This is Yin

Yin Yin Chan

Data Workflow Part 2: Data Ingestion running DAGs inside Airflow

by Yin Yin Chan 🤓 June 2026

TL;DR

We now have Airflow running locally based on our guide, Data Workflow Part 1: Workflow Orchestration with Apache Airflow 3.2.x.

In Part 2 of our Data Workflow series, we will be combining a few concepts from earlier exercises to get our first DAG up and running.

Have a question?

Ask away! I always do my best to help, and if I can't, I'm sure we can find the answer together.

Email me

DAGs

Prerequisite skills

Docker Compose Python & packages API usage AWS basics Databases Debugging

A DAG (Directed Acyclic Graph) is the code representation of a data pipeline workflow. It is a collection of all the tasks you want to run organized in a way that reflects their relationships and dependencies.

Create your first DAG file

ls
cd dags/
# You need to be in your dags directory 
# e.g. /your-project-repo/orchestration/dags

touch ladot_parking_ingestion_daily_sql.py
  1. Import Airflow decorators (@dag and @task) along with calendar tracking tools
# In ladot_parking_ingestion_daily_sql.py

from datetime import datetime, timedelta
from airflow.decorators import dag, task
  1. Decorate your main wrapper function to define pipeline settings. I’ve gone ahead and commented on further descriptions of certain options we need.
@dag(
    dag_id="ladot_parking_ingestion_daily_sql",
    start_date=datetime(2026, 6, 8), # set to a past date to allow immediate execution
    catchup=False, # don't backfill missed runs
    schedule=timedelta(days=1), # use timedelta for daily schedule precision
    default_args={
        "owner": "airflow",
        "depends_on_past": False, # if yesterday's run fails, it won't block today's run
        "retries": 1,
        "retry_delay": timedelta(minutes=5),
    },
)
  1. Write out your main pipeline ingestion logic. To start, we copy the raw Python from pipeline.py in an earlier pipeline exercise and paste into our new piepline function
@dag(
    ...
)
def ladot_parking_ingestion_daily_sql():
    @task(task_id="ingest_meter_occupancy_data")
    def extract_and_load_meter_occupancy_data():
        # paste the code from pipeline.py here
        app_token = os.getenv("APP_TOKEN")
        headers = {
            ...
        }
        ...
        df_chunk.to_sql(
            ...
        )
        ...

Import our pipeline tools at the top of the file. Notice I removed tqdm from this script (to reduce complications when doing this test run of Airflow). Also removed the tqdm method call around Line 79.

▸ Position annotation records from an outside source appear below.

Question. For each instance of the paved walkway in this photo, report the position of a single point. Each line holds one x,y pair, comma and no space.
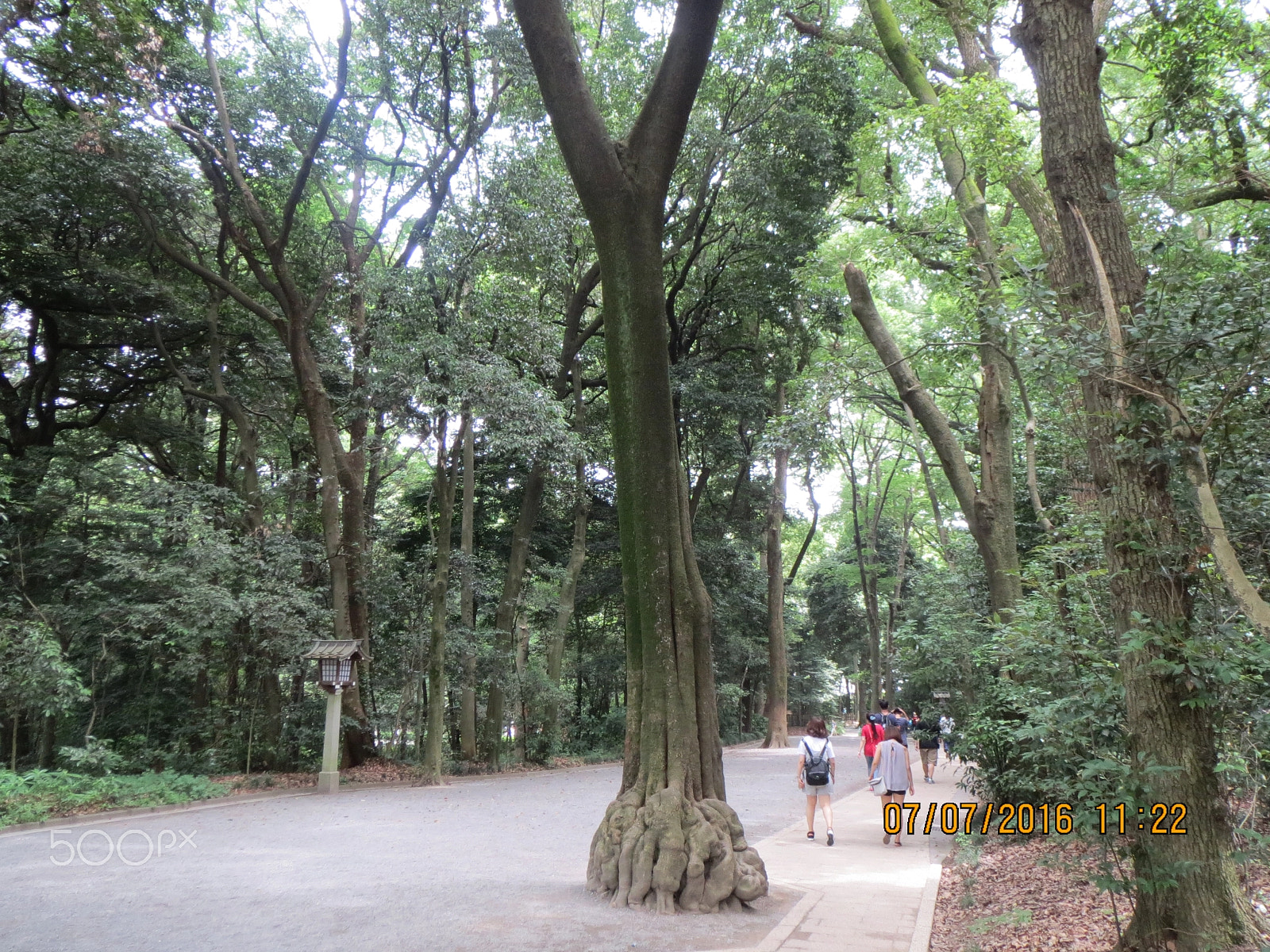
489,862
860,895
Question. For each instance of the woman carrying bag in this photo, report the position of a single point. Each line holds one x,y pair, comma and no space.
893,774
816,768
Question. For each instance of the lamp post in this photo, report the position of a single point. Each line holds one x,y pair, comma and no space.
336,672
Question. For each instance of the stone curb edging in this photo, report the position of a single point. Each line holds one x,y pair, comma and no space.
926,911
787,926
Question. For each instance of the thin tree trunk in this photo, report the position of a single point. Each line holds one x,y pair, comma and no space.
995,499
999,551
572,573
505,616
468,602
940,528
522,714
778,663
893,606
444,492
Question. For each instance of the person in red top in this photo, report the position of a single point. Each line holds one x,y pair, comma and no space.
870,736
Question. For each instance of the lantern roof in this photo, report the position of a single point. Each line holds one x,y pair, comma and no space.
341,651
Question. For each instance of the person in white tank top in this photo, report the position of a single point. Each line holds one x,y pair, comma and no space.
817,752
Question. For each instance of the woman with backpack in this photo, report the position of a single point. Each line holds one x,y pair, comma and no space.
895,774
816,770
870,736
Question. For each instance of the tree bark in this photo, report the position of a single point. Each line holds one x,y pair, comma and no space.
505,616
573,570
1172,730
778,663
995,498
468,602
668,838
997,549
444,484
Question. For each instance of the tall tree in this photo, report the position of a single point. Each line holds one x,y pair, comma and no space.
668,837
1191,899
778,663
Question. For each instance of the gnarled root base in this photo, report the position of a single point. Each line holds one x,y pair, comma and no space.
672,850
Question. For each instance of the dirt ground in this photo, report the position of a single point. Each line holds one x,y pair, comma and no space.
1005,895
484,862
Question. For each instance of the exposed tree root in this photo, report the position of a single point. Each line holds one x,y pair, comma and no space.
672,850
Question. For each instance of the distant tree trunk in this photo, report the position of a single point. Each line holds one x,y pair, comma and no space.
997,549
1168,723
867,592
444,482
468,602
522,714
778,664
668,837
48,740
893,607
505,616
271,725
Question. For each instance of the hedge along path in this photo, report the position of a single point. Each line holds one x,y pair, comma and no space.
668,837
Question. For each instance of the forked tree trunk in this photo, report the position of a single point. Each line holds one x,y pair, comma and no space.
778,662
668,837
994,501
1199,904
444,486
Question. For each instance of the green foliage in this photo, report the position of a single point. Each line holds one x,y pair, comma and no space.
41,795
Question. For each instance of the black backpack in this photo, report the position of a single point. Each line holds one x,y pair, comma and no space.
817,768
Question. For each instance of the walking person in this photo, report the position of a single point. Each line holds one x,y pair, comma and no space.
895,717
927,744
946,727
891,762
816,771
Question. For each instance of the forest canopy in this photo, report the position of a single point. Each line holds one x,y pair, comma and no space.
313,328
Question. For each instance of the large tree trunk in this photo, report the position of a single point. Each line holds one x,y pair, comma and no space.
505,616
1172,734
778,663
997,549
668,837
343,531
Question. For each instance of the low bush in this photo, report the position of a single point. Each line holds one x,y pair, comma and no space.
40,795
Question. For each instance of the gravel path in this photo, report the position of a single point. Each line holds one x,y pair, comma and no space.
483,863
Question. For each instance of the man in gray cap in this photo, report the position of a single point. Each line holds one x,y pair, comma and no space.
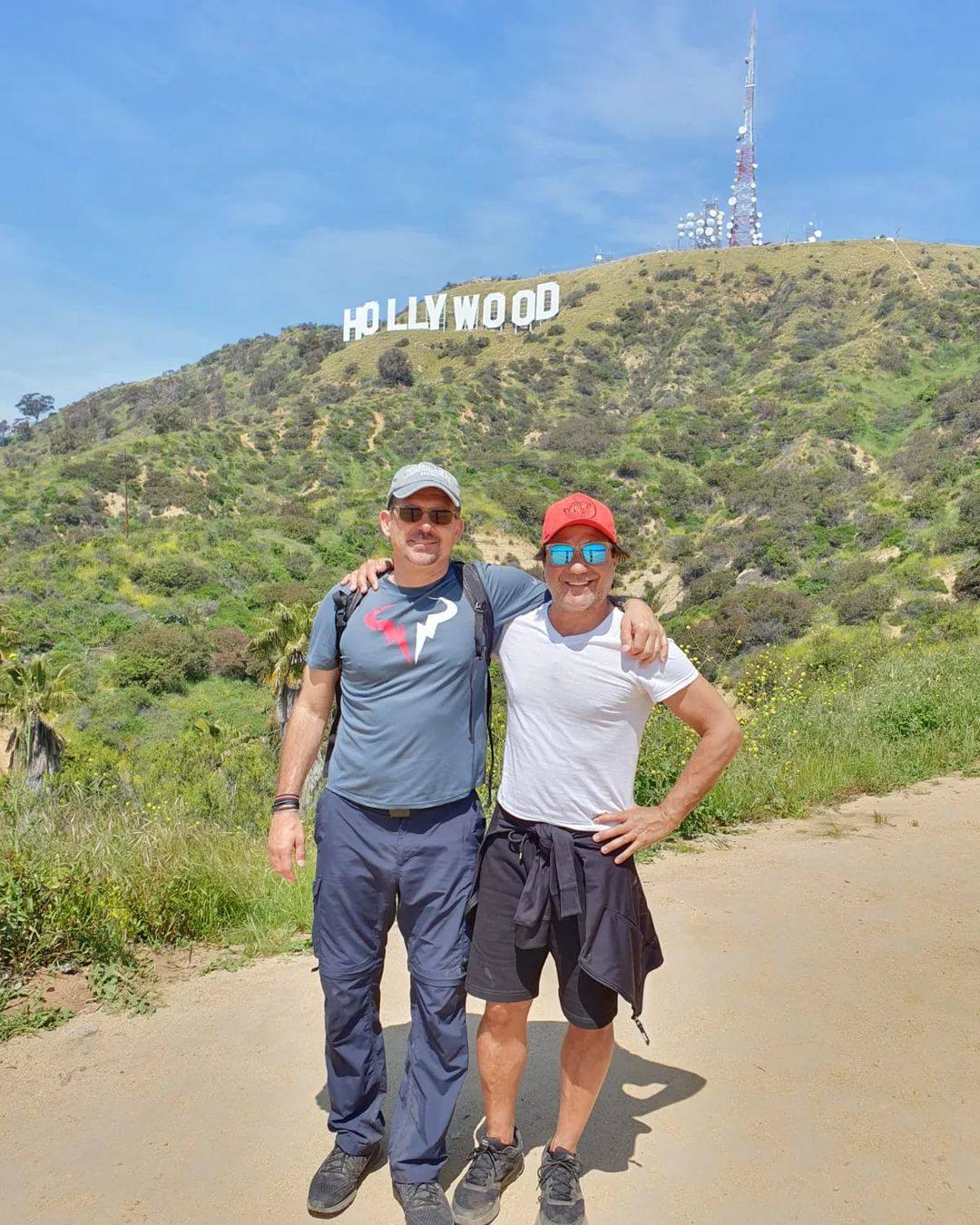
398,828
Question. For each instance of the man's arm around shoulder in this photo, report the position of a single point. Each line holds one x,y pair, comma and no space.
304,735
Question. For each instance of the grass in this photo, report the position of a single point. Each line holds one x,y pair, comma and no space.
93,876
21,1014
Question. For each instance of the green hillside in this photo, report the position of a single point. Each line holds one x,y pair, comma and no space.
787,435
806,414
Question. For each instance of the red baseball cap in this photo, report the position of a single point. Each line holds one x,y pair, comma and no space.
578,508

# In ladot_parking_ingestion_daily_sql.py

import requests
import os
import pandas as pd
from io import StringIO
from sqlalchemy import create_engine

The purpose of this exercise is to get our DAG running in Airflow and catch any related errors in between, so we’re going to keep it simple and ingest data into our local PostgreSQL.

Note that we’ll need to default our db host to postgres since we’ll be running in Docker.

# Line ~63 in ladot_parking_ingestion_daily_sql.py

psql_host = os.getenv("POSTGRES_HOST", "postgres")

And make sure APP_TOKEN is in your docker-compose.yml environment variables:

x-airflow-common: &airflow-common
  build:
    context: .
    dockerfile: Dockerfile
  environment:
    ...
    AIRFLOW__CORE__EXECUTION_API_SERVER_URL: 'http://airflow-apiserver:8080/execution/'
    AIRFLOW__API_AUTH__JWT_SECRET: ${AIRFLOW__API_AUTH__JWT_SECRET:-airflow_jwt_secret}
    AIRFLOW__API_AUTH__JWT_ISSUER: ${AIRFLOW__API_AUTH__JWT_ISSUER:-airflow}
    ...
    APP_TOKEN: ${APP_TOKEN}
    POSTGRES_USER: ${POSTGRES_USER}
    POSTGRES_PASSWORD: ${POSTGRES_PASSWORD}
    POSTGRES_DB: ${POSTGRES_DB}
    ...
  1. Instantiate the execution and call the main entrypoint function
    # Instantiate the task(s)
    run_meter_occupancy_data = extract_and_load_meter_occupancy_data()

# Instantiate DAG
ladot_dag = ladot_parking_ingestion_daily_sql()
  1. Let’s give it a go. Since we’ve updated the .env file, we’ll ned to bring Docker down then back up again
docker compose down
docker compose build --no-cache
docker compose up
  1. Reload your local Airflow dashboard localhost:8080. If necessary, enter your username / password: airflow / airflow.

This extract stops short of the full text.